On January 29, 2019, Hrapczynski's doctor diagnosed Hrapczynski with anxiety and situational stress, stemming from his work environment. On February 5, 2019, based on his doctor's recommendation, Hrapczynski took a medical leave of absence for the next several months. On June 20, 2019, Hrapczynski resigned from Bristlecone because “he could no longer work at [Bristlecone] due to the discrimination he endured.” Id. ¶ 76.
II. LEGAL STANDARD
In deciding a motion to compel arbitration, a district court may either employ the motion to dismiss standard under Federal Rule of Civil Procedure 12(b)(6) or the motion for summary judgment standard under Federal Rule of Civil Procedure 56. Guidotti v. Legal Helpers Debt Resolution, L.L.C., 716 F.3d 764, 771-76 (3d Cir. 2013). The Third Circuit provides the following guidance on when each standard is appropriate to apply:
[W]hen it is apparent, based on “the face of a complaint, and documents relied upon in the complaint, ” that certain of a party's claims “are subject to an enforceable arbitration clause, a motion to compel arbitration should be considered under a Rule 12(b)(6) standard without discovery's delay.” But if the complaint and its supporting documents are unclear regarding the agreement to arbitrate, or if the plaintiff has responded to a motion to compel arbitration with additional facts
sufficient to place the agreement to arbitrate in issue, then “the parties should be entitled to discovery on the question of arbitrability before a court entertains further briefing on [the] question.”Id. at 776 (quoting Somerset Consulting, LLC v. United Cap. Lenders, LLC, 832 F.Supp.2d 474, 482 (E.D. Pa. 2011)). “Indeed, any time the court must make a finding to determine arbitrability, pre-arbitration discovery may be warranted.” Id. at 774 n.5.
Bristlecone brings its motion to compel arbitration and to dismiss the Complaint under Rule 12(b)(6). It relies solely on the Complaint and an arbitration provision contained in the parties' Employment Agreement to argue that arbitration is required.
In deciding a motion to dismiss under Rule 12(b)(6), a court must “accept all factual allegations as true, construe the complaint in the light most favorable to the plaintiff, and determine whether, under any reasonable reading of the complaint, the plaintiff may be entitled to relief.” Phillips v. Cty. of Allegheny, 515 F.3d 224, 233 (3d Cir. 2008) (quoting Pinker v. Roche Holdings Ltd., 292 F.3d 361, 374 n.7 (3d Cir. 2002)).

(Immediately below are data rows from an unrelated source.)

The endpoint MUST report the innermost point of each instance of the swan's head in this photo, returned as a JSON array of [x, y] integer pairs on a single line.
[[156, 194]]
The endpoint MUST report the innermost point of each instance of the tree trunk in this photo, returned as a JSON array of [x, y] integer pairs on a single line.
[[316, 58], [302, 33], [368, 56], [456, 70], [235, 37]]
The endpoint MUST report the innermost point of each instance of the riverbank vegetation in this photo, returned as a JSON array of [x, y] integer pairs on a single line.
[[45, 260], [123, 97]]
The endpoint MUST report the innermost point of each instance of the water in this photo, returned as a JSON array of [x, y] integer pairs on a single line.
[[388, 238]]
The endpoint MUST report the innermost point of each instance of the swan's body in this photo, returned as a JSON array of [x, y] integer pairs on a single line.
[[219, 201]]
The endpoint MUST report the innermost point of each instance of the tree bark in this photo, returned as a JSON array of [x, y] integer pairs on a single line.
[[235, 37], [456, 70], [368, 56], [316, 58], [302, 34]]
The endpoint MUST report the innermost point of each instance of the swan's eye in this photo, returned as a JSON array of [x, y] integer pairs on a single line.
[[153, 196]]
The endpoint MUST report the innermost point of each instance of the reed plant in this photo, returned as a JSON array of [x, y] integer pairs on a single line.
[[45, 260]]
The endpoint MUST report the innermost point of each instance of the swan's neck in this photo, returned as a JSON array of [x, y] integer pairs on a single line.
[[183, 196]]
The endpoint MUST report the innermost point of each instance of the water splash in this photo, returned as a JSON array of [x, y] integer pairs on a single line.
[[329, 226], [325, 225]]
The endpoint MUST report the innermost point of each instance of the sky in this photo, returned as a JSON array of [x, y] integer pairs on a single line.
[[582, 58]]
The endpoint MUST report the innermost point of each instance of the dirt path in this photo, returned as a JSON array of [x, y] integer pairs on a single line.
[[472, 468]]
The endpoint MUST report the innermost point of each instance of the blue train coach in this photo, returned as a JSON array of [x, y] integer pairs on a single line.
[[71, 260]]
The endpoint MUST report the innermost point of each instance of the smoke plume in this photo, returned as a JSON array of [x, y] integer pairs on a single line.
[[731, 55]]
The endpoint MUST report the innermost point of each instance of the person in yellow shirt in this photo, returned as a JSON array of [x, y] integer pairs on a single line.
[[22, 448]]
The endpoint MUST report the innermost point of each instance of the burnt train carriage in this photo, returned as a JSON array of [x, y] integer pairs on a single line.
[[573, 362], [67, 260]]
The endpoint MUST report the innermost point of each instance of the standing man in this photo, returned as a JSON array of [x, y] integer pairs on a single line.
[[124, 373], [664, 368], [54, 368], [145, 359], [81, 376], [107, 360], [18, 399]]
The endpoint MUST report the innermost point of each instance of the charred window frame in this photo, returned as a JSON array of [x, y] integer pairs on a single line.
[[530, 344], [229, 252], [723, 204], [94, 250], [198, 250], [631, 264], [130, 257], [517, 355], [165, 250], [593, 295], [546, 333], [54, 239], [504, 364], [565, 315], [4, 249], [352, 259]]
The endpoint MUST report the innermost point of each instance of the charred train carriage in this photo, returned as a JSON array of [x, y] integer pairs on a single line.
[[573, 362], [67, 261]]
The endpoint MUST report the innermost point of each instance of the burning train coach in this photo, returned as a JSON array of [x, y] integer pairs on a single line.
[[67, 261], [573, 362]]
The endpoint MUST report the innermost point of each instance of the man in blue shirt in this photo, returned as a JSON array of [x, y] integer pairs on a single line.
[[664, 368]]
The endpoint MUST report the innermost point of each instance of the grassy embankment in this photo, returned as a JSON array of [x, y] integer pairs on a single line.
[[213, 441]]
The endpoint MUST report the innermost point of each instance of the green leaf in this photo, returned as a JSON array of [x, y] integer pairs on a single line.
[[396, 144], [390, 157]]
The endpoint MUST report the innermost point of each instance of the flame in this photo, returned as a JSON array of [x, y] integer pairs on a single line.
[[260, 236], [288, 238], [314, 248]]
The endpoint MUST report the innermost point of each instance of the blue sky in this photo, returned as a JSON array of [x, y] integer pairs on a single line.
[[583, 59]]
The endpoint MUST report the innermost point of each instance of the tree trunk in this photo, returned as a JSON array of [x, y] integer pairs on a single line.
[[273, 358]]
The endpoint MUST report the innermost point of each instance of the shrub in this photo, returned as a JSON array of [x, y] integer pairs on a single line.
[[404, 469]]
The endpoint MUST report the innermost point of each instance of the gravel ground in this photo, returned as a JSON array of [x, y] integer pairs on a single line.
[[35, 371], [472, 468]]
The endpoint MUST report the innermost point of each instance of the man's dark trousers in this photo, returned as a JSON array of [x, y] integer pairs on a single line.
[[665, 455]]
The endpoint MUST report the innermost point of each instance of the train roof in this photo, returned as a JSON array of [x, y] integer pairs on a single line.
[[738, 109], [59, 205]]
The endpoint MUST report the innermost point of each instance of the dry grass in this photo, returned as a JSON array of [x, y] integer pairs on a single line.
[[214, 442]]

Although a district court ruling on a 12(b)(6) motion to dismiss generally cannot review issues or materials extraneous to the pleadings, “‘a document integral to or explicitly relied upon in the complaint' may be considered.” In re Burlington Coat Factory Sec. Litig., 114 F.3d 1410, 1426 (3d Cir. 1997) (quoting Shaw v. Digital Equip. Corp., 82 F.3d 1194, 1220 (1st Cir. 1996)). Thus, a court may look at “the complaint, exhibits attached to the complaint, matters of public record, as well as undisputedly authentic documents if the complainant's claims are based upon these documents.” Mayer v. Belichick, 605 F.3d 223, 230 (3d Cir. 2010).
Hrapczynski did not attach the Employment Agreement to the Complaint but neither party argues that it should be excluded from consideration at the motion to dismiss stage. Because the Employment Agreement is integral to Hrapczynski's claims, and the parties do not dispute the authenticity of the document, it is proper to consider it under Rule 12(b)(6). See Curtis v. Cintas Corp., 229 F.Supp.3d 312, 315 (E.D. Pa. 2017) (considering employment agreement in deciding whether to grant a motion to compel arbitration under Rule 12(b)(6)). Moreover, “[i]t would frustrate the purposes of the Federal Arbitration Act if plaintiffs could avoid having their claims quickly compelled to arbitration simply by failing to mention the existence of clearly applicable arbitration agreements in their complaints.” Hewitt v. Rose Grp., No. 15-5992, 2016 WL 2893350, at *2 n.1 (E.D. Pa. Mar. 21, 2016). Because Bristlecone relies solely on the Complaint and the arbitration provision contained in the parties' Employment Agreement, the Rule 12(b)(6) standard applies to Bristlecone's motion to compel arbitration.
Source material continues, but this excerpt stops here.